I did 66 different concentric circle designs. So far I have done 27 circle designs. Will I be able to think divergently — with fluency, flexibility, originality, and elaboration — and create many more circular designs? So far I see fluency, originality and elaboration. Now to allow myself to move from design elements I find pleasing, to discover other satisfying possibilities. No matter how many I make, or how divergently I am able to think, I continue the process and that is good.
I hope you too engage in a process that blesses you during these beautiful days of winter.
It’s the beginning of the school year, and as is always the case, there is a lot to learn — for my students and for me. This year, the load of learning was stressing me out. The stress I was feeling wasn’t fun, and it wasn’t helpful, so I decided to try another way. I embraced my creativity, my love of words, and my love of singing, and decided to craft some song lyrics and a chant to help with two of my current challenges.
My first challenge is cleaning up. Sometimes cleaning up in the classroom is a real struggle. A song would give me something to do, might lighten the mood on the tough days, would give my Kinders time to clean, and would hopefully be fun. Now to think of a song to use.
As I was driving to work one morning it hit me — the Hokey Pokey! We’ve been singing the Hokey Pokey song ( laughing at the various things we put in — winner for most laughs was our armpit) so the Kinders were already familiar with the melody.
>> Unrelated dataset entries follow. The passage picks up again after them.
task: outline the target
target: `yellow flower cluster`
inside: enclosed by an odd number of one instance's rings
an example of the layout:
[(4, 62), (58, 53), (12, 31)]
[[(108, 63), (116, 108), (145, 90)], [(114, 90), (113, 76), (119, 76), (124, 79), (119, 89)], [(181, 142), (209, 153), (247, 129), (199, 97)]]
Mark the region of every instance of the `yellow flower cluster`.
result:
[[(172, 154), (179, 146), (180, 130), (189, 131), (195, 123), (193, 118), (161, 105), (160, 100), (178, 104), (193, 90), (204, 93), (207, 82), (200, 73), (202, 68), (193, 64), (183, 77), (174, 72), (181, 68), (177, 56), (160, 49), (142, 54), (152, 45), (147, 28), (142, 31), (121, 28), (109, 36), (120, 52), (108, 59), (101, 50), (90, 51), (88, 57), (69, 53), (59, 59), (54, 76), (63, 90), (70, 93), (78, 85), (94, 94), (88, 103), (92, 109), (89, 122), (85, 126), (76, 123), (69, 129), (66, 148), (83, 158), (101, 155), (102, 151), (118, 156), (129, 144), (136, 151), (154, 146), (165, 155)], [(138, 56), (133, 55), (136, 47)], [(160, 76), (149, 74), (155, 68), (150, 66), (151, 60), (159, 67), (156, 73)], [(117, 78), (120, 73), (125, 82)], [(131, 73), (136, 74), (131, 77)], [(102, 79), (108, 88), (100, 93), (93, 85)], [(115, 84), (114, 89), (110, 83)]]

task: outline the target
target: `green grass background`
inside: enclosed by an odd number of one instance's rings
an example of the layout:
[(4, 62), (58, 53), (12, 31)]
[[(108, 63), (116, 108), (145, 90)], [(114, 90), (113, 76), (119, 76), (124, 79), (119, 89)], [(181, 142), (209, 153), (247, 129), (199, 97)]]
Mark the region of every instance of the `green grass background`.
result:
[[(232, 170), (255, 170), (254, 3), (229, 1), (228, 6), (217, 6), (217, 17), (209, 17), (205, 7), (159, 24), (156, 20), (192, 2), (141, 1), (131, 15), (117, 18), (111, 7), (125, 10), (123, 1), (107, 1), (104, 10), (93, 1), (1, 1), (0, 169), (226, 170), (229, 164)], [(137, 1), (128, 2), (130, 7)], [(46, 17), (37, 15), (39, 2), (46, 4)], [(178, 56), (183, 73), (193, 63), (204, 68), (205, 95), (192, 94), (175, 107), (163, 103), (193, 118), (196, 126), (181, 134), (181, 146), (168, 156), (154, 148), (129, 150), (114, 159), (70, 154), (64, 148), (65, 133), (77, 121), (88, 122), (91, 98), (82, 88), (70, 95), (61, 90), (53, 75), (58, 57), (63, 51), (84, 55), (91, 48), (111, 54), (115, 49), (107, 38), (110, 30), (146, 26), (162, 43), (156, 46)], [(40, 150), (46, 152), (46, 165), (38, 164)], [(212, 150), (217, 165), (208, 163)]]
And, yahoo, I could alter the words to allow me to sing about what my Kinders are already cleaning up, or to give direction when needed.
It’s a good thing I commute alone, because it took several rounds of the Hokey Pokey before I was satisfied with my work.
We pick some _____ up, we pick some _____ up, we pick some ______ up, and we put them all away. We work together every day. We’re fantabulous in every way. That’s what it’s all about!
We’ve been singing it for the past week, and it has accomplished all I hoped for and more. The best part — other than the cleaning up — is when I hear them singing “We work together every day. We’re fantabulous in every way. That’s what it’s all about!” I think I need to sing that part to myself over and over again to remind myself that yes indeed, that is what it’s all about.
Next I set my mind to a chant to begin our various learning periods. How might I help my Kinders prepare to learn? I love the idea of affirmations — rewiring their brains to believe in their own fantabulousness — but I wanted something with a beat that they could learn and repeat without my help. Inspired by my awesome Kinders, I reworked our usual affirmations into our ready to learn chant.
I’ve got a big beautiful brain and an awesome heart. I’ve brave. I’m kind. And, I’m mighty. I can do hard things, and I’m ready to learn. (whisper) Oh yeah, I’m ready to learn. 2 snaps, hands in our laps.
I’ll be testing our chant out in the weeks to come, and will report back with any observations. I’m going to let my Kinders know that the chant is to help me as well. I always appreciate the reminders. I’ll keep you posted.